It's worth pointing out that in a standard stakeholder-owner/management relationship, these layoffs are exactly what stakeholders WANT their proxies (ie - company officers and board) to do. They raise stock value, or at least keep it stable if revnues are falling. Improving stock value is the job description of the officers and board. That's it. Not preserving human equity. Not even providing quality product.
This is not my defense of the corporate model, by the way. Just my observation. In my experience, the dissonance we feel that focuses so heavily on the corporate officers and boards is often (not always) misplaced. The real culprit is impersonal, and hard to direct blame at.
Street-level employees typically work at a company like an RPG company (as distinct from, say, fast food) because they have some desire, or passion, for what the job entails. They write, and design, and work like demons, and have a ball doing it because it's what they love.
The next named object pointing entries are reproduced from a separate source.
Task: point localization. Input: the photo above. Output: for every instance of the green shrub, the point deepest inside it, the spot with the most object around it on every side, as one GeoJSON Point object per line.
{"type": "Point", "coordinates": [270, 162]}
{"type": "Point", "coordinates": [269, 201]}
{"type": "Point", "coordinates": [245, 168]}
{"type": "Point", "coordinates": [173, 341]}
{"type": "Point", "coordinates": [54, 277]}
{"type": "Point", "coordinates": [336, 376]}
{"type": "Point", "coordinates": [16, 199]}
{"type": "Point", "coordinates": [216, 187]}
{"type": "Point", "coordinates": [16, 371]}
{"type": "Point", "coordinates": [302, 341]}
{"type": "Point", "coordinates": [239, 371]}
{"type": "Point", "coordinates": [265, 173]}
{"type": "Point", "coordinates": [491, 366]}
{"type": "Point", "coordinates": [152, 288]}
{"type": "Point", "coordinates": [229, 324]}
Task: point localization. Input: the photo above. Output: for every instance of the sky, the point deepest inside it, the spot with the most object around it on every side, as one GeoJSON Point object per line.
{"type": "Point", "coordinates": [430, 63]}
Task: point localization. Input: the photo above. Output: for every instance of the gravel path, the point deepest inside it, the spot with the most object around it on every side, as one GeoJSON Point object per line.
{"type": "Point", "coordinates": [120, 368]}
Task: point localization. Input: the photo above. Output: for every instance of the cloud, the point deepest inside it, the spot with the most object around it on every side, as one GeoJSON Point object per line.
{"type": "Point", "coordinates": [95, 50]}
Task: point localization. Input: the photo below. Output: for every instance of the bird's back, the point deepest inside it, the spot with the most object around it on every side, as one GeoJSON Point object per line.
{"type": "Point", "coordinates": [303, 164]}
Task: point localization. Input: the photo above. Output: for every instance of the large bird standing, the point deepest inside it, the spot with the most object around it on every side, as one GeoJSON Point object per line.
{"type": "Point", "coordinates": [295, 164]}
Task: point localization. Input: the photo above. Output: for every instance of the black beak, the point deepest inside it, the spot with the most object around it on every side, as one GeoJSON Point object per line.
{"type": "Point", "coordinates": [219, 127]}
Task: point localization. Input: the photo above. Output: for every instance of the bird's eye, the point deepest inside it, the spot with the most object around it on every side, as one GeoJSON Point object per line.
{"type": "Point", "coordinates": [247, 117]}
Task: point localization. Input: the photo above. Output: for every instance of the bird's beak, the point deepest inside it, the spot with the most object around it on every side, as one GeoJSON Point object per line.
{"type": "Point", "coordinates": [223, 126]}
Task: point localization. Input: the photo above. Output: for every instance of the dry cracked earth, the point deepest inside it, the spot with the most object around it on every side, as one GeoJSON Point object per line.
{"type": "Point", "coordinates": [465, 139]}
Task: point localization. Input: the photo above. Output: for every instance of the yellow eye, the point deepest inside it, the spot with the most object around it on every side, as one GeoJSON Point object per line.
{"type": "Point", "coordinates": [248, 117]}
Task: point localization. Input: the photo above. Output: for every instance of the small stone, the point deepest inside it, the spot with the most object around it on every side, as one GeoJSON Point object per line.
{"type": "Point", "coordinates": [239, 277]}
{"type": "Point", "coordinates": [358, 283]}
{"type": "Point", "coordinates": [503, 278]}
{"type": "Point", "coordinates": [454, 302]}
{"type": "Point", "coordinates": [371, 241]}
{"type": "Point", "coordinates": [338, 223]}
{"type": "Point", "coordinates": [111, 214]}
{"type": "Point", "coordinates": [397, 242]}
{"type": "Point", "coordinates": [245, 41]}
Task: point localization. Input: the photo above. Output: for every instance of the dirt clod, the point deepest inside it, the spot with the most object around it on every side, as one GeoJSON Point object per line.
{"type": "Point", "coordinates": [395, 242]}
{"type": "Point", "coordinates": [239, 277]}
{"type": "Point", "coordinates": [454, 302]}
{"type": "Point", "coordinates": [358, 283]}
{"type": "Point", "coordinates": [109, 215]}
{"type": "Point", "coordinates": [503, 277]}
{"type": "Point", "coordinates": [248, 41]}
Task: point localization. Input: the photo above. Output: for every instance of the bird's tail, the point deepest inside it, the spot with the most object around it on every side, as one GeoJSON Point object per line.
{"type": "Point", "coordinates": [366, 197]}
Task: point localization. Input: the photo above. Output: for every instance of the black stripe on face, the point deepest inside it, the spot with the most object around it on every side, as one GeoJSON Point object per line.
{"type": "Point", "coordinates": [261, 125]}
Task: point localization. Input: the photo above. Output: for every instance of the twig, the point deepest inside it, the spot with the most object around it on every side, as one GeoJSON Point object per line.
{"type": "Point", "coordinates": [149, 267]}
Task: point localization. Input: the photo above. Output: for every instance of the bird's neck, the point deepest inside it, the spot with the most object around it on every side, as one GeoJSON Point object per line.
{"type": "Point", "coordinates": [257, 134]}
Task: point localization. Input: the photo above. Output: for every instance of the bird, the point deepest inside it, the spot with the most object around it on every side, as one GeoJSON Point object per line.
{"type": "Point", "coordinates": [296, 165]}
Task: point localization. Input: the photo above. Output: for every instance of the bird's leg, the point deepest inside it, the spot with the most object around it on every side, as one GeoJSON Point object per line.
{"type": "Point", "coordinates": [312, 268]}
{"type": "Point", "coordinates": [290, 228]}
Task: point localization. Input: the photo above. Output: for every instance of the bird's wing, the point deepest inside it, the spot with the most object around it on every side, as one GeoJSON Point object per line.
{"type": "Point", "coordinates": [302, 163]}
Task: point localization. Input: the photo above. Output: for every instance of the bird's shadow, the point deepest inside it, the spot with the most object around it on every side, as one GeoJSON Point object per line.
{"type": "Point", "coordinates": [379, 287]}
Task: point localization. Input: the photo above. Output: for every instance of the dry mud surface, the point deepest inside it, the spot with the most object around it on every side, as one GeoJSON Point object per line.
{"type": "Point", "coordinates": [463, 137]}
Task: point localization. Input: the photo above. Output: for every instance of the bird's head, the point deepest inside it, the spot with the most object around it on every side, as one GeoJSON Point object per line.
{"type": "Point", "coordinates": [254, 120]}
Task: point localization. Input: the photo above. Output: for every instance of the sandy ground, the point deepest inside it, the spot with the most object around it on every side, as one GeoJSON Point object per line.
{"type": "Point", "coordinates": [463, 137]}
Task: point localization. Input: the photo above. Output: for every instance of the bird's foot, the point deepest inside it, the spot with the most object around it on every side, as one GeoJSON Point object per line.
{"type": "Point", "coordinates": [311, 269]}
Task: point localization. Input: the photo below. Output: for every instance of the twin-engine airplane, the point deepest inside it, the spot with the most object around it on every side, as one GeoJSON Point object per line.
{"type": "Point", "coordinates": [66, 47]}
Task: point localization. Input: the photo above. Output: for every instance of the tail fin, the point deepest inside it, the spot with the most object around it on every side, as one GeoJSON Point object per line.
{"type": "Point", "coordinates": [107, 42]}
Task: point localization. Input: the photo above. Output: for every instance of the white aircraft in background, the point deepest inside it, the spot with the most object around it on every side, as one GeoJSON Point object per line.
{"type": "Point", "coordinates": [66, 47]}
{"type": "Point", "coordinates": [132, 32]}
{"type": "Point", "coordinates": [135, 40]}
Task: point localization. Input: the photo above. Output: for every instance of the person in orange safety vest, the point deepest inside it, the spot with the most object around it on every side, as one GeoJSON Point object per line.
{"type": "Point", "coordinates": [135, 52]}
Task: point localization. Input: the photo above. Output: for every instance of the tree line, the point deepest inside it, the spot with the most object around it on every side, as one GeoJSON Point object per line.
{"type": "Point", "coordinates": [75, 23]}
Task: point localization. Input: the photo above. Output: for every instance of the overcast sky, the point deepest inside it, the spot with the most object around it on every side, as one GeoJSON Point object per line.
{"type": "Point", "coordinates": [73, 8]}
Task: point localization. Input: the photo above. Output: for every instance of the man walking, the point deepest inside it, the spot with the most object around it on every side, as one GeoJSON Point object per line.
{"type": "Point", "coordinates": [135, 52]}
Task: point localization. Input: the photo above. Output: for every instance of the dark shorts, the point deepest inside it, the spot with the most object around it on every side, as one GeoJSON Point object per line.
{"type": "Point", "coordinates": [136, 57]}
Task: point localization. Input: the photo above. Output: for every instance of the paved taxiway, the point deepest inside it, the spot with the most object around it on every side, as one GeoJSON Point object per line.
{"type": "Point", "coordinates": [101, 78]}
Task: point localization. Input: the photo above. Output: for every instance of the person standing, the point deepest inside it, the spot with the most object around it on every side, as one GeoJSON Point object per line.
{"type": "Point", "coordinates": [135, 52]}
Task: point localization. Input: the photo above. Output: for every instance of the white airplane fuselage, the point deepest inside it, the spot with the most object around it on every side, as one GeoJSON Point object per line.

The officers and board have little to nothing to do with any of that. What they do is largely accounting. They work in a world of numbers, where every staff member; every paycheck written, is a financial liability that reduces stock value. The odds are strong they don't know anyone by name outside their own circle. The employees are represented by a set of statistics that compare their value to the company (frequently very hard to quantify) with their liability to the company (very EASY to quantify).
Under those circumstances, it becomes easier to see why great people are laid off. It is, as the mobsters say, "just business." The owners of the company, the stockholders, are completely removed from the actual people who make the company run. Or, to put it better, from the labor that makes the company run. They don't know, don't care...they didn't invest in Hasbrow/WotC because they admire the work of Monte Cook and Ryan Dancy. They invested because its performance, by whatever metric they chose, looked good and they want a piece of that pie. In short...accounting.
The model is very effective at collecting large amounts of investment capital, which in some cases is an absolute requirement for a new venture...but it results in the schizophrenic, quasi-psychotic kind of corporate mentality whose pitfalls are well documented.
And it's why good people are laid off at Christmas.